雨歇有些黯然:“这样做真的值得么?付出了这么大的代价,却什么都没有得到……究竟是为的什么?”如果是她,就算是有天地一样深厚的感情,也不见得会愿意付出这样子的代价。她是一个自私薄凉的人,大概真的不懂得什么是爱吧。即便是真的爱了,也不过爱别人三分,却用剩下的七分来爱自己。
“雨歇姑娘不必为我觉得可惜。我想要的辛君都许给我了,我已经得到了,我没有不满足的。”她笑了,笑容中带了两分坚毅,“我原本所求的,不过是陪她走完自己这一生而已。”
“为什么?”雨歇暗恨自己这种时候都阻挡不了八卦的心理。
“我曾经还是一只小兽时,笙笙救过我。”她的目光中充满了温柔的缅怀,“她那个时候还很小,也不如现在厉害,却会为了素不相识的我与那个大妖怪硬拼,真的很傻……明明我只是一只再卑贱不过的类兽罢了,死了便也死了,根本没有人会在意,也没有必要为了我把自己弄得那么狼狈……这玉貔貅是她送给我的。她说,这是她母亲给她护身用的。”

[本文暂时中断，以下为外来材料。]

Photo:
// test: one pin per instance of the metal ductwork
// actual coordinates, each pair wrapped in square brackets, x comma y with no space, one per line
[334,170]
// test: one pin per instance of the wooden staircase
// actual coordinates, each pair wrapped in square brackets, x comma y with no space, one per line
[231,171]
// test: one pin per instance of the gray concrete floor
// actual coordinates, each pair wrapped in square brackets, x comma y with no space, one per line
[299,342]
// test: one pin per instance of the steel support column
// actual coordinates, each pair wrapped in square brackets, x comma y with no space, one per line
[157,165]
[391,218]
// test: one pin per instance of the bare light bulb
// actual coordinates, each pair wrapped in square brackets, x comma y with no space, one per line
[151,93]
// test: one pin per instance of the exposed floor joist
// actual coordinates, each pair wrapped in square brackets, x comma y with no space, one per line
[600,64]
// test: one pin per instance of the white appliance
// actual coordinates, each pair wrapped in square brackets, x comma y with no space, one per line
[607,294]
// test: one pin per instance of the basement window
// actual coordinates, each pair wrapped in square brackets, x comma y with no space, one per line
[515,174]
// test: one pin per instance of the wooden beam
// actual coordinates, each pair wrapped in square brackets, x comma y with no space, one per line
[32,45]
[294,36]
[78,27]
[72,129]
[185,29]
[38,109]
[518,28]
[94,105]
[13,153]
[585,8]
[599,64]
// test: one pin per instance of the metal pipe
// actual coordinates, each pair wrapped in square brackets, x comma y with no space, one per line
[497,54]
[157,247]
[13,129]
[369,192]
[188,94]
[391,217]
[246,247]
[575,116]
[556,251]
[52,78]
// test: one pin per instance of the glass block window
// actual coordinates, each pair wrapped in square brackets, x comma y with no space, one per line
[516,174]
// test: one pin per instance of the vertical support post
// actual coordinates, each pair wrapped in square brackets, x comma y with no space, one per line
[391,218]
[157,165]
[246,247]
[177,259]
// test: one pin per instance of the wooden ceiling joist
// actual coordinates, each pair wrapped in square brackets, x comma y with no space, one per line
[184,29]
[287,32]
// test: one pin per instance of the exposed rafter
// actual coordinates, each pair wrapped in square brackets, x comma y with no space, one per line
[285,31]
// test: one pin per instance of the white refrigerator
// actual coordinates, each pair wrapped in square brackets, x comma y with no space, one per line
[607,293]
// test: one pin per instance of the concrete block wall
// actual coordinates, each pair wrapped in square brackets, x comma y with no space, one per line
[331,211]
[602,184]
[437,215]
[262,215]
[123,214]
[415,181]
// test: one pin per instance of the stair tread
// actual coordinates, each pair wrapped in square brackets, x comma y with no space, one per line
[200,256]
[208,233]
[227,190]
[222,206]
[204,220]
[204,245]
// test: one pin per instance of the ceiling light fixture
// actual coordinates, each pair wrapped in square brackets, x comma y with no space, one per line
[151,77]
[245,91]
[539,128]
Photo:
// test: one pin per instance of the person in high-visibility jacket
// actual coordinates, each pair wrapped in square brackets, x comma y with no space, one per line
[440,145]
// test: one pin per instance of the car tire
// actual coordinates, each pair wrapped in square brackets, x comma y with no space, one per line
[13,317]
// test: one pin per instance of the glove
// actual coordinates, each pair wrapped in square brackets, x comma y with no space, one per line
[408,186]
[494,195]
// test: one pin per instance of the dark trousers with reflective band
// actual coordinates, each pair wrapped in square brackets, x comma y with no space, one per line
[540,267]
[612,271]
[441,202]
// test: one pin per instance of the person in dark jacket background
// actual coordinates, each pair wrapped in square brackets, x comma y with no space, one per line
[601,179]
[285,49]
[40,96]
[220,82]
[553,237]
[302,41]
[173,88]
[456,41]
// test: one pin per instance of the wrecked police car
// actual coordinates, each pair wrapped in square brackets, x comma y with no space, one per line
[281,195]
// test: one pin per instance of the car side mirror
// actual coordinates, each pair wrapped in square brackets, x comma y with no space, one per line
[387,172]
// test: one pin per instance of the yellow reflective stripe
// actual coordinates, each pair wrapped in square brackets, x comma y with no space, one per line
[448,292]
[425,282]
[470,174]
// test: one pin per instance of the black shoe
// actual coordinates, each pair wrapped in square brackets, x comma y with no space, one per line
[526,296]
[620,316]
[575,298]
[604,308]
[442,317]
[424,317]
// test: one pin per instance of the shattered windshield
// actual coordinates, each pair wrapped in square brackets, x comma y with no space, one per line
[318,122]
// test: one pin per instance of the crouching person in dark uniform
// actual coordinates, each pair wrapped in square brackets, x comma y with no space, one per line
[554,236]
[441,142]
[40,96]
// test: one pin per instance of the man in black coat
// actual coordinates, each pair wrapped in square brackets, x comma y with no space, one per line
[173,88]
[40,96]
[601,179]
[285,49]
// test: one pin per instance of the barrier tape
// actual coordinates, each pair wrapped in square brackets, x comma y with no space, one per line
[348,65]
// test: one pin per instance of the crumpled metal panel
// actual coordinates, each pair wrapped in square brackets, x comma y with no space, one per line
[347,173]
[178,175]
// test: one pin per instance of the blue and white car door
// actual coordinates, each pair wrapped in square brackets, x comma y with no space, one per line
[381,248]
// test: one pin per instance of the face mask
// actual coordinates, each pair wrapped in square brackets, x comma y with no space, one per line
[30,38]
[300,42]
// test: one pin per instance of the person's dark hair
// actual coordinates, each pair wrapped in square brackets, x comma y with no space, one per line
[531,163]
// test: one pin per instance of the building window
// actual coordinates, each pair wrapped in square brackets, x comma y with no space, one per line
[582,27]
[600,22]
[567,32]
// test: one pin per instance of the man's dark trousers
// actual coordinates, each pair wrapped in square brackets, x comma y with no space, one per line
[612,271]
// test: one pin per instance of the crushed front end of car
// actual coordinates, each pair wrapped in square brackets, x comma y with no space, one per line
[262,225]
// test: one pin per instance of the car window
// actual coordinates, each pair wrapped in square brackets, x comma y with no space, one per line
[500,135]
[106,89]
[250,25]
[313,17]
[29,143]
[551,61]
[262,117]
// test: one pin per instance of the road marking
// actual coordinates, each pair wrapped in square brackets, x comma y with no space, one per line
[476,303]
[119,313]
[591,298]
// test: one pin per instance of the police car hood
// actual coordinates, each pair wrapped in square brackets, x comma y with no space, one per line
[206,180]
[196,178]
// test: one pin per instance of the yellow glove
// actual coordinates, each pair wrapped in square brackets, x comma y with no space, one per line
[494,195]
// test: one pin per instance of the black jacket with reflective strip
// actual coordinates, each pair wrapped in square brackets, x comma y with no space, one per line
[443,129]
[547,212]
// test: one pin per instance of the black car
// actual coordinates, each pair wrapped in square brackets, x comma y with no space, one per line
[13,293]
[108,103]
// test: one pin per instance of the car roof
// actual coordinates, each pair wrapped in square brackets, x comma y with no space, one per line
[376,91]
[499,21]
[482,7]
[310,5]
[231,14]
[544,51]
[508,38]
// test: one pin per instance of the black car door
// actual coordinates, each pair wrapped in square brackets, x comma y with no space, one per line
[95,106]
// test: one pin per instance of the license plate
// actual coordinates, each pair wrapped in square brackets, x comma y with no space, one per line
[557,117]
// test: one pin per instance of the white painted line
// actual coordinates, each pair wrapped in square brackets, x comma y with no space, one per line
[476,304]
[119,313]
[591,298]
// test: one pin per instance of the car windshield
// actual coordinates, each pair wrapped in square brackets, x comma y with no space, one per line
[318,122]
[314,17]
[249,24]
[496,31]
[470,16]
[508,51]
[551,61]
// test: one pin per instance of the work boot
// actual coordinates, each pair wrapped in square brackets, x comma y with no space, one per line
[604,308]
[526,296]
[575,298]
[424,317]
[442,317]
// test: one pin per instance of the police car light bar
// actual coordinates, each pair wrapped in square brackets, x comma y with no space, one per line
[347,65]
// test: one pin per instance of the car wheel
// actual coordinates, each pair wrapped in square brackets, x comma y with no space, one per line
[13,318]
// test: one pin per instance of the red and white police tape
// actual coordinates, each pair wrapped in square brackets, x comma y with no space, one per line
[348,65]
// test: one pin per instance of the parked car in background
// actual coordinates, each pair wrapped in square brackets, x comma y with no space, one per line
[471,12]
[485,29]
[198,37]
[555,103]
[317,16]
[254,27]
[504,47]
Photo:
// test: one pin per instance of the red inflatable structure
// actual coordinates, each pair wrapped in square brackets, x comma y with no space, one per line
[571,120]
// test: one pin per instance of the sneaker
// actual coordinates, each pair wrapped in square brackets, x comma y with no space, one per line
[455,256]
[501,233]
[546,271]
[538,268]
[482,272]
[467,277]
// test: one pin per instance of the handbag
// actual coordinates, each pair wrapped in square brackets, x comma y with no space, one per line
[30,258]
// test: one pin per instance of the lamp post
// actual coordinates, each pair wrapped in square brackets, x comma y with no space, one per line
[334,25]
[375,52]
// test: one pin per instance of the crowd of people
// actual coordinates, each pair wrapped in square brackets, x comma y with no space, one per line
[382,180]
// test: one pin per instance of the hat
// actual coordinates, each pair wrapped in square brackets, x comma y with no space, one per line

“其实,便是一直用兽形,我也是可以陪着她的……终归,还是我贪心了呢。”
“你如今要死了,她却一点都不知道你的用心和付出,你真的甘心?”
“我没有觉得这样的结局有什么不好,也没有不甘心。我想要的都得到了,即便现在立刻死了,也没什么难过的……只是有些遗憾罢了。至死都没看到笙笙嫁人,没有找到自己的幸福……我守了她千年,可她一直不开心。希望有朝一日,她能够真正开心起来。”
片刻的沉默之后。
雨歇坚定地说道:“她会的。”
嫘奴微微一笑:“我相信。”
……
这绝对是一个傻瓜,还是一个跟她不在一个频道的傻瓜。哪有人可以这样不计回报地对另一个人好,即便付出生命的代价也无怨无悔。原因却是因为她曾经蒙她相救过?
他被慕笙笙救了一条命,却也失了他的心。这笔买卖,真的是一点都不划算。
至于两人之间那究竟是什么样的感情,雨歇这种几乎是自私透顶的人,既不明白,也无法参悟,甚至都不能真正理解。
——大概,这就是所谓的爱吧。
爱到即便是作出牺牲,也不肯放弃。
爱到身死魂散,也要爱下去。
……
飞蛾扑火,绚丽而短暂,终于是取了灭亡。
雨歇会感动于这样的执着,却不敢苟同这样的方式。她并不羡慕……
若换作是她,也必定做不到这个地步。
她的爱只会是细水长流,不温不火,无伤大雅,对谁都不会造成伤害。这种轰轰烈烈至死方休的爱情,动辄伤筋断骨,轻辄受伤,重辄殒命,并不适合她。
果然不同的人,做出的选择也完全不一样。
第八十四章
第八十四章
三日之后,嫘奴死了。
一切突然得让雨歇觉得不真实,哪怕她明知道是这样的结局。
雨歇将那玉貔貅交给慕笙笙,想说什么,话到嘴边,终于还是什么都没有说——她果然是一个极其自私的人。
慕笙笙一言不发,将自己关在房间里闭门不出。
雨歇望着那紧闭的门扉,喃喃道:“我原以为她是恨他的……”
傅惜年抿了唇,望向那片灼灼的桃花林,一言不发。
恨与爱,从来只有一字之差。
……
一抹白影在桃花林立闪过,以后的日子,注定无法平静下来。
十天之后,慕笙笙出房门,雨过天晴,大吼:“小蛇妖,傅小狗,老娘饿了!上菜来!老娘要大吃一顿!”
雨歇:“o(︶︿︶)o唉!”
傅惜年:“……”
慕笙笙注定会幸福的。
这样的个性,即便最终都没有遇到一个能给她幸福的男人,她自己也能够一个人蹲在角落里嚣张地幸福下去!
雨歇悬了许久的心,终于轻轻地放了下来。
……
一身红衣的师傅全身浴着血,白皙的脸上带着深可见骨的划痕,胸口处被一只巨大丑陋的爪子撕开一个大洞,血液从里头汨汨地流出来。每走一步,脚下都会滴滴答答地凝聚起一滩血,身后滴了一路的鲜血。
花落轩,她的家,此时一片狼藉。
尸体横七竖八地躺在地上,将一地繁花染成了艳红之色。
“没有人能活着背弃魔界。”
“本魔君今日来,便是要亲手取你性命!”
看不清脸面的男人笑得阴冷无比,下一刻,刀光闪过,血溅了一地。
……
“不要!”
雨歇喘着粗气,从梦中惊醒,只觉得胸口剧痛,汗珠从额头大颗大颗地掉落下来,汗湿衣衫。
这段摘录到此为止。